Infelizmente a biologia e a medicina ainda não estavam tão avançadas quanto a ciência dos números, mas os seus papás tentaram compensar as irregularidades e imprevistos orgânicos orientando, desde a sua concepção, a sua vida com o calendário lunar. É conhecida a relação entre a lua e o nascimento dos bebés desde a antiguidade, e tomando partido do conhecimento cabalístico passado por judeus místicos que circulava no submundo da contabilidade, tudo foi milimetricamente planeado para o dia 15 de Novembro. Era perfeito pois era a conjugação de uma ponte, aproveitando o feriado à quinta-feira e a tolerância de ponto na sexta, conseguiam minimizar o impacto negativo do nascimento nas vidas profissionais de ambos.

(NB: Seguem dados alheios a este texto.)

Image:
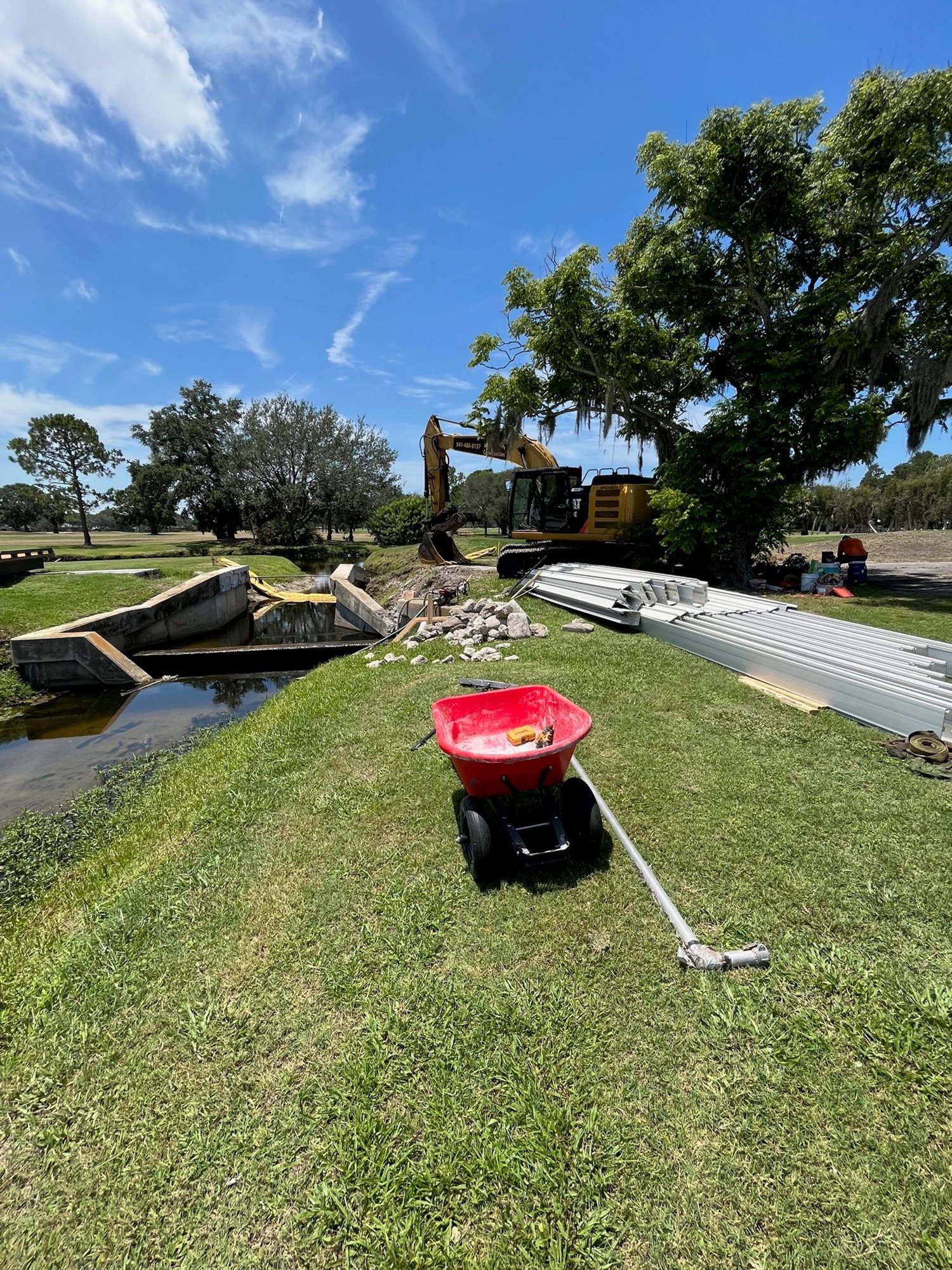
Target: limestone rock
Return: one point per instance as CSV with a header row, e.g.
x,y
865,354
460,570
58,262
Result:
x,y
517,627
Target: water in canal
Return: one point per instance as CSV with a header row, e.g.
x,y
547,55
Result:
x,y
55,750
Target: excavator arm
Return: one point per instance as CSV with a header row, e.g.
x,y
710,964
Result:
x,y
439,545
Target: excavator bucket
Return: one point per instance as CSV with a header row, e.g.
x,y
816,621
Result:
x,y
440,548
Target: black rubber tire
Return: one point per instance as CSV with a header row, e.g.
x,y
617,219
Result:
x,y
582,820
479,849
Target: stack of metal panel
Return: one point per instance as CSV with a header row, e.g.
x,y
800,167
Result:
x,y
882,678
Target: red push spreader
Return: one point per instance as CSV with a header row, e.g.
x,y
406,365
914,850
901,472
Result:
x,y
473,732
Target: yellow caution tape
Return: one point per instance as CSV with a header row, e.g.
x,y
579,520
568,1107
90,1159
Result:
x,y
295,598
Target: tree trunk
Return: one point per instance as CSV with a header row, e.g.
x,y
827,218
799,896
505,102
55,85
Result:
x,y
739,570
78,492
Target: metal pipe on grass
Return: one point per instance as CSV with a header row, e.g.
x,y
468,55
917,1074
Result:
x,y
692,953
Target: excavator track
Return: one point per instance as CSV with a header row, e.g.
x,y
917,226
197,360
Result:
x,y
516,561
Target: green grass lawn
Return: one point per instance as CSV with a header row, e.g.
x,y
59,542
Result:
x,y
876,606
898,545
268,1022
182,568
107,543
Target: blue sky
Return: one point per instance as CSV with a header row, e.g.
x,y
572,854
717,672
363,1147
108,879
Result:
x,y
274,196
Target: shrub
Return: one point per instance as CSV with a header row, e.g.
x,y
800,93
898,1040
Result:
x,y
399,523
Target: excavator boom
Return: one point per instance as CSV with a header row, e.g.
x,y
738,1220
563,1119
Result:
x,y
437,545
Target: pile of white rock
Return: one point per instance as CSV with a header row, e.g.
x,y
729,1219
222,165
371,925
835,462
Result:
x,y
482,629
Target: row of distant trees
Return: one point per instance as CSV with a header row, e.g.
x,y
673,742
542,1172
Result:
x,y
915,496
282,468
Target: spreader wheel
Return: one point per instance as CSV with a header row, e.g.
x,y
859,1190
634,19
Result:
x,y
477,841
582,820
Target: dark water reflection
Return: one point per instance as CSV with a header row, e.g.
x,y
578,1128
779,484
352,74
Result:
x,y
277,624
55,750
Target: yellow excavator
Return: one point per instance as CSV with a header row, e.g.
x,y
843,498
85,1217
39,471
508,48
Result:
x,y
552,516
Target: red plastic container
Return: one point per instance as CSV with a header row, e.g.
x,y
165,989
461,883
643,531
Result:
x,y
473,732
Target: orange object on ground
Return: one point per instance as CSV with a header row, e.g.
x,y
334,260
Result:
x,y
851,549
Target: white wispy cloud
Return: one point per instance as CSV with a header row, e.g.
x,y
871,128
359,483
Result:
x,y
16,182
272,237
319,172
81,290
235,327
122,53
425,35
242,32
375,286
444,382
43,358
541,244
112,422
20,262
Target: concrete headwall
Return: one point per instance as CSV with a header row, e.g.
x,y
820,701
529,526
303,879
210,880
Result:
x,y
93,650
360,609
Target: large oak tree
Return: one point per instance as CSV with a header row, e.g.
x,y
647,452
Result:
x,y
788,290
60,450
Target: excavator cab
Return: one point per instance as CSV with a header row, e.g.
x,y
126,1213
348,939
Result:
x,y
546,501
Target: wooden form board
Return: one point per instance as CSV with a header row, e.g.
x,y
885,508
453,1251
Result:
x,y
789,699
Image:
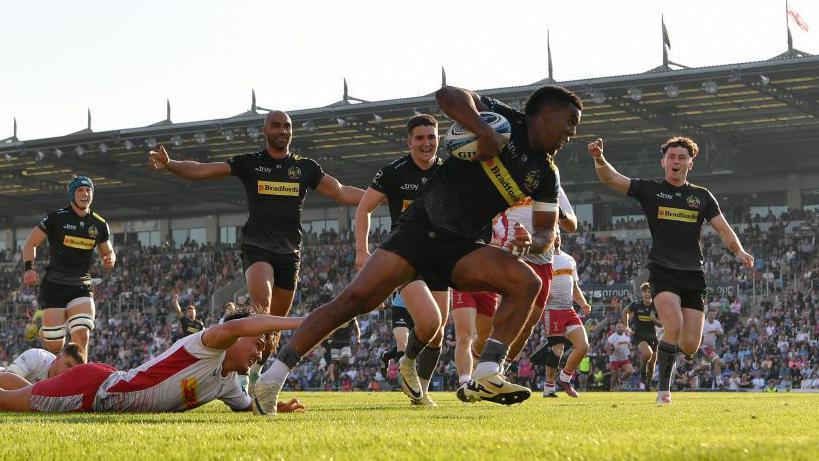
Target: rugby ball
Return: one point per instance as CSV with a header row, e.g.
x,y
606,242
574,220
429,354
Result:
x,y
463,144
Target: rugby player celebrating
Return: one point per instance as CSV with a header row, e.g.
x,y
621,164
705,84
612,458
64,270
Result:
x,y
675,210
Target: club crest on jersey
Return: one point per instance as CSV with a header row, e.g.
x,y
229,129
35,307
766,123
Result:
x,y
532,180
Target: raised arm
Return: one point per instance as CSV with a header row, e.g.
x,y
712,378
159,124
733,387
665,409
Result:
x,y
224,335
159,160
730,239
330,187
35,238
369,202
607,174
463,107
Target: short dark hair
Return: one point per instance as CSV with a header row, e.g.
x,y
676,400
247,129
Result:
x,y
421,120
74,351
551,95
681,141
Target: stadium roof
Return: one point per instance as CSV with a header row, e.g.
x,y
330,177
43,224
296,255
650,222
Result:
x,y
750,119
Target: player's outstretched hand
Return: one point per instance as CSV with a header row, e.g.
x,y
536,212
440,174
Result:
x,y
596,148
746,259
292,406
158,158
521,241
31,278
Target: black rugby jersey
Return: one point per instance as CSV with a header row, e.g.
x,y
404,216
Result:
x,y
463,197
71,243
643,325
275,190
675,216
402,182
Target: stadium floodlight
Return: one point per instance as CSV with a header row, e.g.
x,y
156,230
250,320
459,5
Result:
x,y
672,90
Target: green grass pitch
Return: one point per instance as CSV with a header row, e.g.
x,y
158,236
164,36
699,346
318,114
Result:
x,y
383,426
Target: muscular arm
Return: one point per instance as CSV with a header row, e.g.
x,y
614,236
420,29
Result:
x,y
106,251
369,202
224,335
730,239
330,187
463,107
605,172
543,234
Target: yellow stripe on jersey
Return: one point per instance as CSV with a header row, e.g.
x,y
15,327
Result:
x,y
79,242
189,387
677,214
278,188
502,179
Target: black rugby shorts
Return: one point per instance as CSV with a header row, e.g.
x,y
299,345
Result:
x,y
285,266
431,251
688,285
55,295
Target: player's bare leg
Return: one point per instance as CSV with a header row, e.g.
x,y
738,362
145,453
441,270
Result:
x,y
492,269
80,314
53,330
381,275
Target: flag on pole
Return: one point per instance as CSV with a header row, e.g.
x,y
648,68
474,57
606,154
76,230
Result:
x,y
797,18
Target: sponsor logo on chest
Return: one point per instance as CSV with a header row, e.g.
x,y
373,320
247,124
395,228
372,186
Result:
x,y
677,214
80,243
278,188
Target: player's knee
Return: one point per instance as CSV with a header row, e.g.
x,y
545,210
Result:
x,y
81,323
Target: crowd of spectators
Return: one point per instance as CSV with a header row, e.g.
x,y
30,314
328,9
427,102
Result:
x,y
768,313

A pior tragédia seria o nascimento numa quarta, pois era o dia do almoço grátis da empresa para todos os funcionários e a oportunidade rara de falar directamente com o Presidente, bem como e ouvir os seus planos quinquenais entusiastas durante 5 horas, uma para cada ano, detalhando a cada minuto com precisão semanal o ritmo das actividades tendo em conta a existência dos fins de semana, pontes e feriados. Era o metrónomo humano. Circulava mesmo o boato de que negociava inclusivamente as eventuais greves com os sindicatos e associações de trabalhadores, especialmente os transportes. A sua aura era única, emanando uma fuligem celestial característica só adquirida por aqueles que passam as suas vidas nos registos.

Para evitarem esta tragédia, os papás da Cristina viram-se obrigados a entregar o seu destino nas mãos da lua, conhecida entregadora de bebés, confiando que uma super-lua não iria desapontá-los.

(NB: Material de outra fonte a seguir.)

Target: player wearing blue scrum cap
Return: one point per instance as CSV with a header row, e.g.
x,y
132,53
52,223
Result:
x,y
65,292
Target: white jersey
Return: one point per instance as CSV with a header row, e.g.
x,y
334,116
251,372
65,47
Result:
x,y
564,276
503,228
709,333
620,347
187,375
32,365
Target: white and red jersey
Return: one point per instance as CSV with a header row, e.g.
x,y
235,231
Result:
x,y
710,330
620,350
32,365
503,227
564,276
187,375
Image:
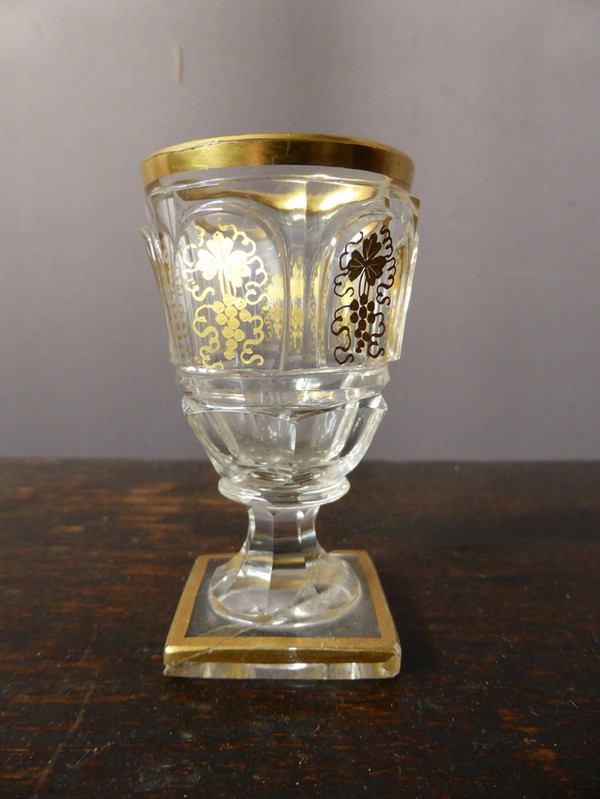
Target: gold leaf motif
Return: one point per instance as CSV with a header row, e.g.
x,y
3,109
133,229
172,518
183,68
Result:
x,y
226,325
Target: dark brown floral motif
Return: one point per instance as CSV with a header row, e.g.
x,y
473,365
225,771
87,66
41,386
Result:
x,y
367,266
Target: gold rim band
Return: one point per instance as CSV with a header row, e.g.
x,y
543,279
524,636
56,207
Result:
x,y
280,149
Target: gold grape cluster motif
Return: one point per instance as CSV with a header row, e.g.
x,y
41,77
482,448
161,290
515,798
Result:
x,y
365,276
228,319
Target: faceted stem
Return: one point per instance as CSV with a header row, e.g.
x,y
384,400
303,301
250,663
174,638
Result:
x,y
282,576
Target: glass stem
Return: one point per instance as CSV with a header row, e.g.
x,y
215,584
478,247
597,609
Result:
x,y
282,575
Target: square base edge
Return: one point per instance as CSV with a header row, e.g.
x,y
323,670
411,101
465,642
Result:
x,y
362,644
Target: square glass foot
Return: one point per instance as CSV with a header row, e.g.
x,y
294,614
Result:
x,y
361,644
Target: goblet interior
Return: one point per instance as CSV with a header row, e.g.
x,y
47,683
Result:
x,y
285,291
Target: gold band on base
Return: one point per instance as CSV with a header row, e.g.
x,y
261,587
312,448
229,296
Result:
x,y
297,149
362,644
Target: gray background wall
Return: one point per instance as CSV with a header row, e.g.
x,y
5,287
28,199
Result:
x,y
498,103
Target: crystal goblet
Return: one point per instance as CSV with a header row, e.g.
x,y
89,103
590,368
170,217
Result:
x,y
284,264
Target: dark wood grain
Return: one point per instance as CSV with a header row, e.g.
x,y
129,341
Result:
x,y
491,572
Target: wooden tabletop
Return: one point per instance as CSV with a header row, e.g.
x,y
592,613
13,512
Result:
x,y
491,573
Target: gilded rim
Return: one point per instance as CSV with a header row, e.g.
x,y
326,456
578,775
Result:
x,y
280,149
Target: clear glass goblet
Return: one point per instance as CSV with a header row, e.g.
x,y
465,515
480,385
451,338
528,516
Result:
x,y
284,264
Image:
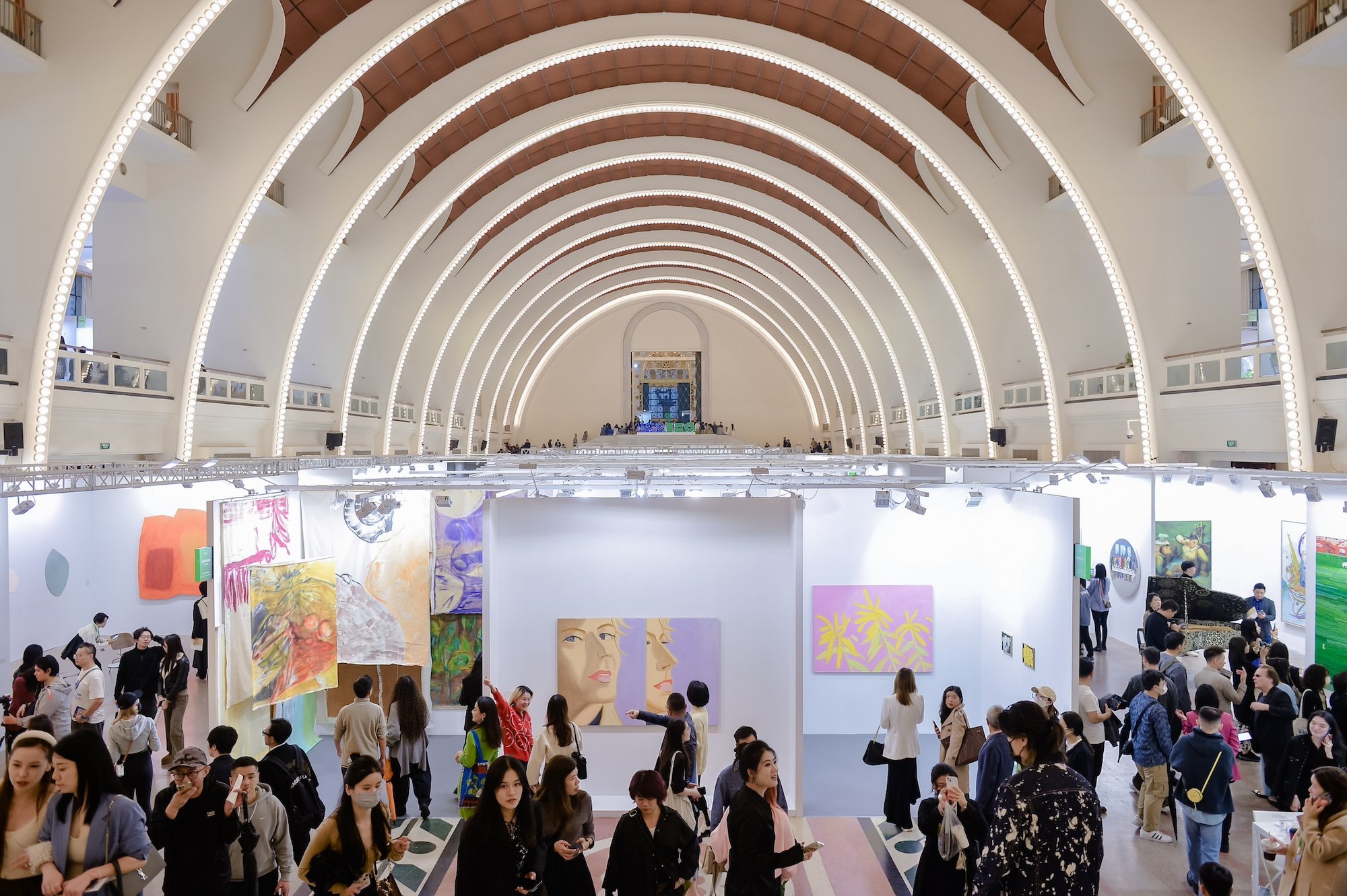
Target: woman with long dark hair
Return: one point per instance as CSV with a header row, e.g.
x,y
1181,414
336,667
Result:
x,y
900,714
174,673
409,746
91,831
1100,606
24,691
482,747
25,792
560,738
674,766
568,829
1066,852
1321,746
502,851
950,731
347,847
654,851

Mas a Cristina claramente não leu o memorando in-útero, veio a super-lua e ela esqueceu-se de nascer. Ficou no quentinho enroscada a chuchar no cordão umbilical sem pressas, divertida com as bolhas de líquido amniótico e as luzes difusas avermelhadas que lhe beijavam as pálpebras.

Os pais preocupadíssimos foram ao médico que espreitou com o seu ecoscópio e ficou lívido de susto.

— O que foi, doutor? Perguntaram assustados.

— Temos que esperar pacientemente que a natureza siga o seu curso neste caso, falou com voz gravosa. É que a Cristina está de rabo para a lua.

— O que significa isso? Perguntaram os pais.

— Significa que está alinhada com o fuso horário dos antípodas.

— Ohhhhhh, desgraça!

— Tentem ver o lado positivo, dizia o médico. Às vezes, a natureza escreve direito por linhas tortas. Se um dia for viver para a Nova Zelândia, provavelmente nascerá num feriado e poderá vir a casa no seu aniversário, aproveitando as tarifas mais baixas se planeando os voos com antecedência.

No entanto, a Cristina não quis aproveitar esta oportunidade. Nasceu tranquilamente num hospital que seria fechado meses mais tarde por não conseguir pagar os impostos derivados da tributação de imóveis e dedicou-se ao nicho dos benefícios fiscais para instituição não lucrativas sem personalidade jurídica, nunca mais confiando nos caprichos da lua.